宮山古墳 (11月号)
自宅から1kmほどのところ、四郷町坂元に、小山を利用して造られた円墳の宮山古墳が
あります。直径は約30メートルで、円筒埴輪をめぐらしていました。この古墳には、
上に二つの石室がならんでおり、その下にまたもう一つの石室がありました。上の一つが
荒れていたので、1969年(昭和44年)に調査していると、南にもう一つ発見されました。
その後、この古墳はブルドーザーでけずられることになり、その工事中に下の第三の石室が
発見されたのです。
第三石室は、完全な姿で残っていました。たて穴式の石室に木棺が納められ、棺の中には
銅鏡・たれかざり付き金の耳かざり一対・銀の指輪・剣・ガラスや石製の小玉約3千個などが、
そして棺外には短甲・胃・各種の武器・農具・馬のくつわ・土師器や須恵器の壷などが副葬されていました。

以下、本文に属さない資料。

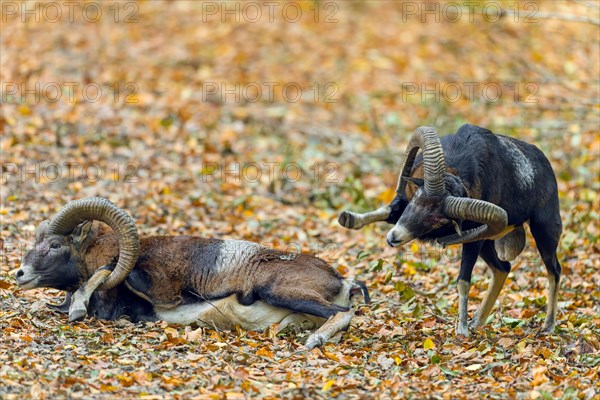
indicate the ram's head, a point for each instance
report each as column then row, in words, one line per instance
column 56, row 258
column 439, row 199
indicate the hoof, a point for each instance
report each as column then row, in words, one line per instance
column 347, row 220
column 314, row 340
column 78, row 310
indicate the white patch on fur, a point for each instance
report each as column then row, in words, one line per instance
column 343, row 297
column 235, row 253
column 227, row 313
column 524, row 170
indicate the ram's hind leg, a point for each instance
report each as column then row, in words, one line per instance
column 470, row 252
column 500, row 270
column 353, row 293
column 337, row 323
column 546, row 229
column 352, row 220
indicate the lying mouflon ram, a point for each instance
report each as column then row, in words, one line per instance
column 182, row 279
column 477, row 189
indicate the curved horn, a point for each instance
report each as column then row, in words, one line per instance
column 434, row 164
column 493, row 218
column 101, row 209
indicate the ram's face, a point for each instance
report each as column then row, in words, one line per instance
column 422, row 215
column 51, row 263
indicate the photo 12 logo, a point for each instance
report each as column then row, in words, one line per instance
column 52, row 172
column 53, row 92
column 69, row 11
column 271, row 171
column 253, row 92
column 269, row 11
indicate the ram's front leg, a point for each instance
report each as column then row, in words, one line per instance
column 81, row 298
column 337, row 323
column 470, row 252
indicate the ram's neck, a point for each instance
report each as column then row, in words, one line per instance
column 103, row 249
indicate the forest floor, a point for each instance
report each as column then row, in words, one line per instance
column 264, row 130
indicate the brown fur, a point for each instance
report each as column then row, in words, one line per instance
column 174, row 259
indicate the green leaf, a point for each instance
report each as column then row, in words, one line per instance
column 513, row 322
column 405, row 291
column 376, row 265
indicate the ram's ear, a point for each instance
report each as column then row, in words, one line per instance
column 82, row 234
column 415, row 181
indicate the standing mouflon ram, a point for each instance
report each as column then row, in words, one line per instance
column 182, row 279
column 477, row 189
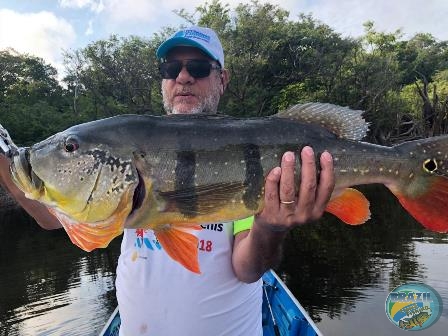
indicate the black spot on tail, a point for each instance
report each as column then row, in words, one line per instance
column 254, row 176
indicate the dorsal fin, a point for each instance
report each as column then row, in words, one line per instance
column 342, row 121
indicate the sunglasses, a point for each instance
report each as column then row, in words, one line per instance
column 196, row 68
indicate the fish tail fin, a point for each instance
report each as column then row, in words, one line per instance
column 426, row 199
column 181, row 245
column 350, row 206
column 89, row 236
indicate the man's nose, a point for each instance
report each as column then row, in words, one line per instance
column 184, row 76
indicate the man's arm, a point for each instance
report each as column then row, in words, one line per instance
column 38, row 211
column 260, row 248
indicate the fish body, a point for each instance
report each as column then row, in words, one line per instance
column 415, row 321
column 171, row 173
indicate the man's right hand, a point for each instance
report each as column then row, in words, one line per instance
column 7, row 146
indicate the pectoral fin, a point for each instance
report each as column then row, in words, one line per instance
column 89, row 236
column 181, row 245
column 350, row 206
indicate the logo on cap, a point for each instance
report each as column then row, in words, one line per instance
column 190, row 33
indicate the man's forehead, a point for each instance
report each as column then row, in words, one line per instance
column 186, row 52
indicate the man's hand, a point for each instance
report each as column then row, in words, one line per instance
column 260, row 248
column 285, row 207
column 7, row 146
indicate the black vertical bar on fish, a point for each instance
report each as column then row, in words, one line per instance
column 185, row 172
column 254, row 180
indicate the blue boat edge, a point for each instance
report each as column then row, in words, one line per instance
column 282, row 314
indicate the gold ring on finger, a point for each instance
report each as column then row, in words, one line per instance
column 287, row 202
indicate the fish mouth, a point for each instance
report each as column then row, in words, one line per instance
column 23, row 175
column 139, row 194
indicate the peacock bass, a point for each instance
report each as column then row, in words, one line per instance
column 172, row 173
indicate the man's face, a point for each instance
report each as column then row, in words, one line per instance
column 188, row 95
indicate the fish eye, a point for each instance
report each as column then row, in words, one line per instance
column 430, row 165
column 71, row 144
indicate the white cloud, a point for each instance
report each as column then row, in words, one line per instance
column 94, row 6
column 89, row 30
column 132, row 10
column 40, row 34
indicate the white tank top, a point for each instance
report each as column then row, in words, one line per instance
column 157, row 296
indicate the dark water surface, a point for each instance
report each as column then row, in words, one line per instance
column 341, row 275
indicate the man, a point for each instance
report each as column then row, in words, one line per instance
column 156, row 295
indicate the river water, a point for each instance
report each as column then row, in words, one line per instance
column 340, row 274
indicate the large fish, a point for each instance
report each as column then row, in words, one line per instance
column 174, row 172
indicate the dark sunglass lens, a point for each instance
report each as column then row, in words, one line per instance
column 198, row 68
column 170, row 70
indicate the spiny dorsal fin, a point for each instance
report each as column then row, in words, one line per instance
column 342, row 121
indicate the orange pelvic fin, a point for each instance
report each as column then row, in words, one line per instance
column 181, row 245
column 430, row 207
column 89, row 236
column 350, row 206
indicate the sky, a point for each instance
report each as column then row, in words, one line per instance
column 46, row 28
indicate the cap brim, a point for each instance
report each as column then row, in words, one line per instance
column 166, row 46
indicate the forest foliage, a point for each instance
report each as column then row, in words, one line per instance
column 274, row 60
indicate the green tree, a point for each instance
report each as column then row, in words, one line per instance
column 114, row 76
column 32, row 103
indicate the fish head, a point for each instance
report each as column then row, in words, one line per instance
column 81, row 174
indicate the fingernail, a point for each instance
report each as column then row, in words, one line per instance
column 289, row 156
column 327, row 156
column 277, row 171
column 307, row 150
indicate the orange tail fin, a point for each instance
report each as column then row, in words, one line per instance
column 351, row 206
column 181, row 245
column 429, row 207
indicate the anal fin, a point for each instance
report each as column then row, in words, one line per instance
column 181, row 245
column 350, row 206
column 430, row 207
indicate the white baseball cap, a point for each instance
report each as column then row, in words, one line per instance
column 202, row 38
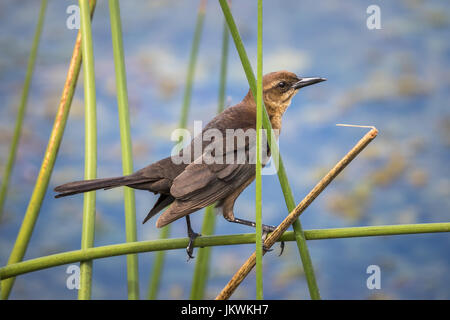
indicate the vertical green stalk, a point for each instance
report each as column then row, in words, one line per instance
column 202, row 264
column 289, row 198
column 127, row 152
column 22, row 107
column 48, row 162
column 258, row 197
column 90, row 172
column 165, row 231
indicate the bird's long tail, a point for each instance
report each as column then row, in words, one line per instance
column 76, row 187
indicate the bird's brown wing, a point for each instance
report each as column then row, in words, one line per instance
column 200, row 185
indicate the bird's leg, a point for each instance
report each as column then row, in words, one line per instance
column 266, row 229
column 192, row 235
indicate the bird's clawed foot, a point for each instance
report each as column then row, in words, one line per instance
column 192, row 236
column 190, row 248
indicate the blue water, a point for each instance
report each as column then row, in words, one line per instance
column 396, row 78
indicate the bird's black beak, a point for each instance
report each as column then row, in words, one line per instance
column 304, row 82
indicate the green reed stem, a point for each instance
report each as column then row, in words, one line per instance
column 22, row 107
column 165, row 231
column 58, row 259
column 40, row 188
column 90, row 172
column 127, row 149
column 258, row 196
column 201, row 271
column 287, row 192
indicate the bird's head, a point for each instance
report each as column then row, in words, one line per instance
column 280, row 87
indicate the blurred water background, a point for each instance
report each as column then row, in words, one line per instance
column 396, row 78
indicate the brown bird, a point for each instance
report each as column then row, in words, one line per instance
column 194, row 184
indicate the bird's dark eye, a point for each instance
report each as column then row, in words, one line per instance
column 282, row 84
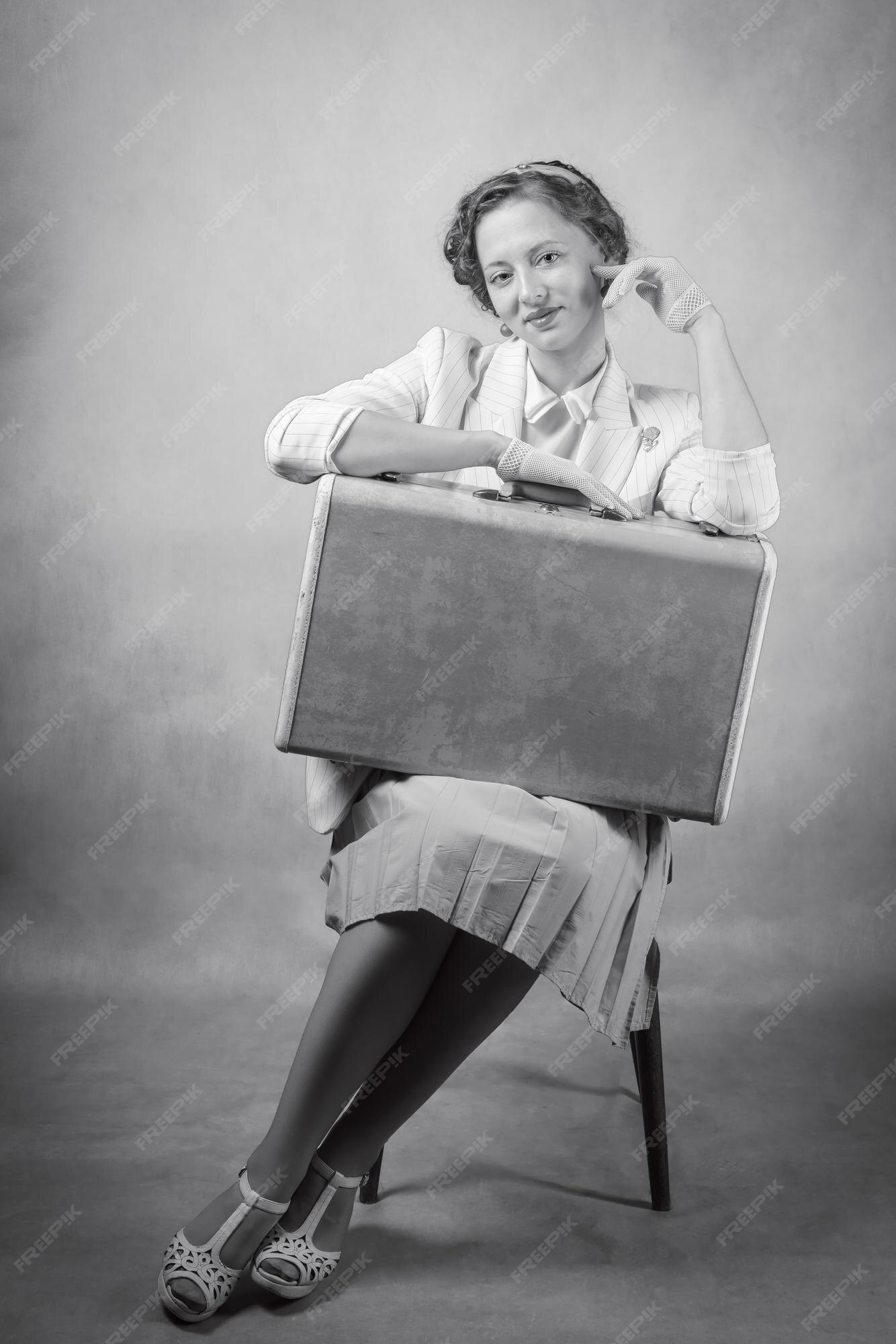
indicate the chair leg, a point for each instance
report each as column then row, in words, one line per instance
column 369, row 1190
column 647, row 1050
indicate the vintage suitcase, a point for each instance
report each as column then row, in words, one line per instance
column 449, row 631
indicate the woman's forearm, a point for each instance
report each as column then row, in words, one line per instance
column 377, row 443
column 730, row 419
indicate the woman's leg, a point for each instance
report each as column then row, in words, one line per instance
column 476, row 987
column 378, row 976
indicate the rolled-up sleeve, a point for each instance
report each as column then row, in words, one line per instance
column 737, row 493
column 302, row 439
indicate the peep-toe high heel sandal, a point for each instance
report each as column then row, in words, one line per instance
column 298, row 1248
column 202, row 1265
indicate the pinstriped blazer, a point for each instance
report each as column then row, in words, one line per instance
column 453, row 381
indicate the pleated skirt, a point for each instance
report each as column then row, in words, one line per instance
column 574, row 890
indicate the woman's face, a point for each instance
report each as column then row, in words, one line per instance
column 535, row 263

第二石室からは、銅鏡・銀をはめこんだすばらしい環頭太刀(かんとうたち)をはじめ
刀剣40本・たれかざりつきの金の耳かざり一対・鉄の矢じり数10個・石製の小玉約7千個などが
出土しました。
このような豪華な品々とともに葬られた者は、この地方の豪族であったにちがいありません。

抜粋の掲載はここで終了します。